One painter and one photographer in their formative stages, this is an exhibition about friendship and relationships with our own past and present. In physics, ‘backscatter is the reflection of waves, signals and particles back to the direction from which they came’ (Wikipedia!). In these creative practices, backscatter is the reflection of personal memories onto new conversations, insights, and sensations. In two very different approaches to image making, Graysmith and Wade seek to recontextualise Britain and their relation to the land. In BACKSCATTER, the psychogeography of its culture with all its eccentricities runs like an open-ended theme, observed without further comment. The results are undoubtedly romantic and often melancholic.

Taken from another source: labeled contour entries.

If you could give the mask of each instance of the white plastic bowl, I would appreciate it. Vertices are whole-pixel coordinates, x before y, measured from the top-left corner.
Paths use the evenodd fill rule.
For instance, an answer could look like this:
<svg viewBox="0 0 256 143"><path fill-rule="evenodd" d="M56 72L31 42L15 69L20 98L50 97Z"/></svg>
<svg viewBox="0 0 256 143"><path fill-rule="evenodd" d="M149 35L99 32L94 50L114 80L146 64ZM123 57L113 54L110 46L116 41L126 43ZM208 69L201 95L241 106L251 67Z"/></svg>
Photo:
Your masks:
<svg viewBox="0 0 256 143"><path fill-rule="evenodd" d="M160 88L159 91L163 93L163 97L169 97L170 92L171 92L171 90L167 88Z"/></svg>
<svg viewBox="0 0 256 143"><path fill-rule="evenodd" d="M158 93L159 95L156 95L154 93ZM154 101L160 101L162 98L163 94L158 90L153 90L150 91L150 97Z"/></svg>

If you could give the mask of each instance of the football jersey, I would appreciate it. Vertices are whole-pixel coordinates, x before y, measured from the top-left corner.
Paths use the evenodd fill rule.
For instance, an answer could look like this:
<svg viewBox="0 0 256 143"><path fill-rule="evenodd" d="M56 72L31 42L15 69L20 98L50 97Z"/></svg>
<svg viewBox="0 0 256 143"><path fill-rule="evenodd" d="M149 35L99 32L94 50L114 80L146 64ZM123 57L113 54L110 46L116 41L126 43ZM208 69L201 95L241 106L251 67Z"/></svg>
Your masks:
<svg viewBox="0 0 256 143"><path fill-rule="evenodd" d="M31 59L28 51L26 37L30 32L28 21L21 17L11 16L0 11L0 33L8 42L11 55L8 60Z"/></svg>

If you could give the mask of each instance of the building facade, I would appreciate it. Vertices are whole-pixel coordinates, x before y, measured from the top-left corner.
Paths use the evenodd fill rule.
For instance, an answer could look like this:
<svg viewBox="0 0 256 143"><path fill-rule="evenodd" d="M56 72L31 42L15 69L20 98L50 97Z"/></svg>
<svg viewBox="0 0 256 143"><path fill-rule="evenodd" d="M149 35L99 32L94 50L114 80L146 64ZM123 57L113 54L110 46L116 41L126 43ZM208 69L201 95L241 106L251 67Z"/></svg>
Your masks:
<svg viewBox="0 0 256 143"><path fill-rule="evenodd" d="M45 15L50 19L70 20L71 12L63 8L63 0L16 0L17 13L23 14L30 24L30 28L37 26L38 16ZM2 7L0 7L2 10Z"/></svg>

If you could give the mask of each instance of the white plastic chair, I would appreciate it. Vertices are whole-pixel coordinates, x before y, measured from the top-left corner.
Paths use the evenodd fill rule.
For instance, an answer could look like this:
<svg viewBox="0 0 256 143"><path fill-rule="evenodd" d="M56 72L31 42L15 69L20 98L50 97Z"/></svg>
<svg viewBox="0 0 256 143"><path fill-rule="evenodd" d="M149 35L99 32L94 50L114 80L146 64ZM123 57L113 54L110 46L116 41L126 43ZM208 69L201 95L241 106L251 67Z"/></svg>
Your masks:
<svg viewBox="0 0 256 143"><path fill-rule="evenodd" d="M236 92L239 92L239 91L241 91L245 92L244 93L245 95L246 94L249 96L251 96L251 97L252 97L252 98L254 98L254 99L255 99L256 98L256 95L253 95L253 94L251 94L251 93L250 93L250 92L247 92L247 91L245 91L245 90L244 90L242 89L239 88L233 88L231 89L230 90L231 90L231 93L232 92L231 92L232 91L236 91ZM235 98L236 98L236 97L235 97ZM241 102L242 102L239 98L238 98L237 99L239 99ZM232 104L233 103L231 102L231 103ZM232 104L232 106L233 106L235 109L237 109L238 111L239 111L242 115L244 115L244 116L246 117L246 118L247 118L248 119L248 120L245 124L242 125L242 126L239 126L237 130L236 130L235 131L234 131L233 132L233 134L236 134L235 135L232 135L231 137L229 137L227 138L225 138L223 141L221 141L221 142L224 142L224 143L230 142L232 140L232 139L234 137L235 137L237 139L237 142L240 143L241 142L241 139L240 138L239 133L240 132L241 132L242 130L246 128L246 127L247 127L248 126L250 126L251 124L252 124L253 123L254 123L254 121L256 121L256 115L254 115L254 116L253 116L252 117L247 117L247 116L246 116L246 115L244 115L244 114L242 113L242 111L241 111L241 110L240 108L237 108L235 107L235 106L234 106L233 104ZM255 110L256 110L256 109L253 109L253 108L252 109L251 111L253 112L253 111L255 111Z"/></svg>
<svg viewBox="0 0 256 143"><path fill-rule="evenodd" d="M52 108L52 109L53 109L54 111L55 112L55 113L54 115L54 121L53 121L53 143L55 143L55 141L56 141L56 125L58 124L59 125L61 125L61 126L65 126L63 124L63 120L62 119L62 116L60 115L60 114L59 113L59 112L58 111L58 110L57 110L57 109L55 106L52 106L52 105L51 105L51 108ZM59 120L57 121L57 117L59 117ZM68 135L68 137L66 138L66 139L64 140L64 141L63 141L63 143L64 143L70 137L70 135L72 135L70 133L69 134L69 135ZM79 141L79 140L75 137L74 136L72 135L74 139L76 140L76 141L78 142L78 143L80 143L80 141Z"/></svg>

Graysmith truly explores paint, treating it as clay as he moulds his pictures. Anyone familiar with Graysmith’s practice will have seen it solidify around an aesthetics inspired by folklore. Domestic interiors with figures rendered from awkward perspectives and framed by aphorisms have equal airs of innocence and scepticism. The paintings chart a collapse of faith into a greater sense of individualism, reflecting the artist’s upbringing in a religious environment. He presents us with messages such as ‘I have no reason to love you’ and ‘Jesus loves you but I am his favourite’. Amongst the work on show is also Pottery Canal, Raining, a departure from his narrative paintings with a monochrome background in muted yellow that extends across the frame and an inserted portrait in a painterly blue brushwork. Iconographic in its format, the painting is telling of Graysmith’s influences and concerns.
Wade’s photographs documenting vistas of urban landscapes and compromised cultural symbols reflect these interests. Architecture, religious iconography, and mundane objects form a language based in the postmodernist tradition of recycling ideas through a contemporary lens. Perspective, as in Graysmith’s painting, is often from an angle with the resulting image cropped in an uncelebratory manner. The subject is always obscure, as shown for example by a Madonna integrated into modern architecture or a feeble if heroic defense SAVE OUR COURTS woven into the net of a goal. These are observations of places with little or no reassurance. Shot on a 35 mm camera and realised as silver gelatin prints, these are unique works with surface tactility and a painterly presence.